O porvir de uma ilusão
Inácio Araújo
No mesmo dia em que leio sobre o início da campanha do “Tropa de Elite 2” ao Oscar, o Bope é afastado da operação da polícia do Rio que deu na prisão de um chefe do tráfico.
O Bope era suspeito de vazar a operação. O incorruptível Bope do filme, esse que não faltava quem aplaudisse no cinema quando se espancava alguém.
A primeira coisa que o traficante falou foi que 50% do que lucrava ia para suborno da polícia.
Mais um mito que vai pro beleléu?
Pode ser. O poder de corrupção do tráfico é absurdo, sabe-se.

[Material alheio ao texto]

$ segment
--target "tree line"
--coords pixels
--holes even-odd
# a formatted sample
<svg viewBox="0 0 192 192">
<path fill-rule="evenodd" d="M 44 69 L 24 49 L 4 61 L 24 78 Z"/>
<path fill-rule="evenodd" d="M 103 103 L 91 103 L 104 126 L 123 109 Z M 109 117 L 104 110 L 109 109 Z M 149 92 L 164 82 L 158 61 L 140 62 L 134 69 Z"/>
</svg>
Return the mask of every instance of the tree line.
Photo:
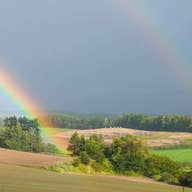
<svg viewBox="0 0 192 192">
<path fill-rule="evenodd" d="M 56 153 L 54 144 L 44 143 L 37 119 L 7 117 L 0 128 L 0 147 L 28 152 Z"/>
<path fill-rule="evenodd" d="M 192 171 L 183 171 L 181 165 L 168 157 L 151 155 L 139 138 L 127 135 L 114 138 L 112 144 L 105 144 L 102 135 L 88 139 L 74 133 L 68 149 L 77 158 L 73 165 L 90 166 L 97 172 L 120 175 L 143 175 L 167 182 L 192 187 Z"/>
<path fill-rule="evenodd" d="M 105 115 L 49 115 L 46 119 L 54 127 L 71 129 L 96 129 L 124 127 L 150 131 L 192 132 L 190 115 L 148 115 L 125 113 L 110 117 Z"/>
</svg>

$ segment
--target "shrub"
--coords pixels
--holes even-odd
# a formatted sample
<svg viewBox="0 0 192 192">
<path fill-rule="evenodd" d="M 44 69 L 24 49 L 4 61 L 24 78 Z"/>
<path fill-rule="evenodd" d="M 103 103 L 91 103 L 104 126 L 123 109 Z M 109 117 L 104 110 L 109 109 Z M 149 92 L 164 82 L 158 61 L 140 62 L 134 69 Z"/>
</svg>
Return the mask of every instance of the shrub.
<svg viewBox="0 0 192 192">
<path fill-rule="evenodd" d="M 80 160 L 81 160 L 81 163 L 83 163 L 85 165 L 88 165 L 90 163 L 89 155 L 87 155 L 87 153 L 85 151 L 81 152 Z"/>
<path fill-rule="evenodd" d="M 178 184 L 179 183 L 178 179 L 168 172 L 162 173 L 160 181 L 163 181 L 163 182 L 166 182 L 169 184 Z"/>
</svg>

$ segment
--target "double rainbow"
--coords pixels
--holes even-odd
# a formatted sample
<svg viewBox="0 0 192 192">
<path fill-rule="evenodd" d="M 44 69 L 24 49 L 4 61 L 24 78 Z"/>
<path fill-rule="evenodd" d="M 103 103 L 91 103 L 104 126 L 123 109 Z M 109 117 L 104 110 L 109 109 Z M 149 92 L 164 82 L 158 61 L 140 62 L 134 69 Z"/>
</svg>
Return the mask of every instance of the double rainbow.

Mas a questão me parece outra. Quase ao mesmo tempo passou na Mostra “Laranja Mecânica”. E o que me deixa intrigado é: o que leva essa quantidade imensa de brasileiros a acreditar que o mundo visto por José Padilha é mais verdadeiro que o visto por Stanley Kubrick?
O que nos leva a crer que uma solução simples (um batalhão bem treinado, um deputado com boas intenções etc., quer dizer, que o puro voluntarismo), já para não dizer simplória, vá resolver nossos problemas?
Quase ao mesmo tempo, ainda, São Paulo fazia uma megaoperação policial para desalojar alguns estudantes da Reitoria da USP.
A TV fez um fuá em torno disso. Nas cartas dos leitores dos jornais o que não faltou foi gente aplaudindo e com a tal história de dura lex, esses estudantes são privilegiados, e viva a polícia e coisa e tal.
A polícia paulista Ninguém imagina que os traficantes e similares daqui gastem menos de 50% dos seus gastos com suborno de policial. Ou imagina?
E as perdas do patrimônio? Na TV parecia que tinham derrubado a USP inteira.
Muito bem: até onde se sabe, o mesmo reitor da USP envolvido com essa presepada ameaça devolver o prédio do MAC, onde se está fazendo uma reforma colossal, se duas ou três condições envolvendo uma pinimba dele com a Faculdade de Direito não forem atendidas.
Aí ninguém fala de patrimônio? Reformar um prédio de Detran para virar museu, empenhar uma nota nisso e depois devolver o prédio não é ameaça ao patrimônio público?
O que há com a gente?
Bem, posso estar bastante enganado. Mas esse terrível ressentimento que vejo por aqui, aqui em São Paulo sobretudo, me parece resultado de nossa longuíssima ditadura.
Ela não matou tanto como no Uruguai, Chile e Argentina.
Mas a extensão dela é assustadora. Foram, no total, 24 anos. Uma geração.
Tempo para criar uma mentalidade. A crença na lei e na ordem mais cretina, mais limitada. A ilusão de que não havia corrupção (quando o que não havia era liberdade de imprensa). A suposição de que o Congresso só existe para roubar. E por aí.
Na Argentina a coisa foi de uma tal violência, de uma tal sede de sangue que, quando foi finalmente vencida, a ditadura era odiada. É até hoje, aliás.
Talvez por isso eles façam boa literatura e bom cinema e não se iludam com soluções hollywoodianas.
Eles sabem que a vida está mais para “Laranja Mecânica” do que para “Tropa”. Mais para Borges do que para novela de televisão.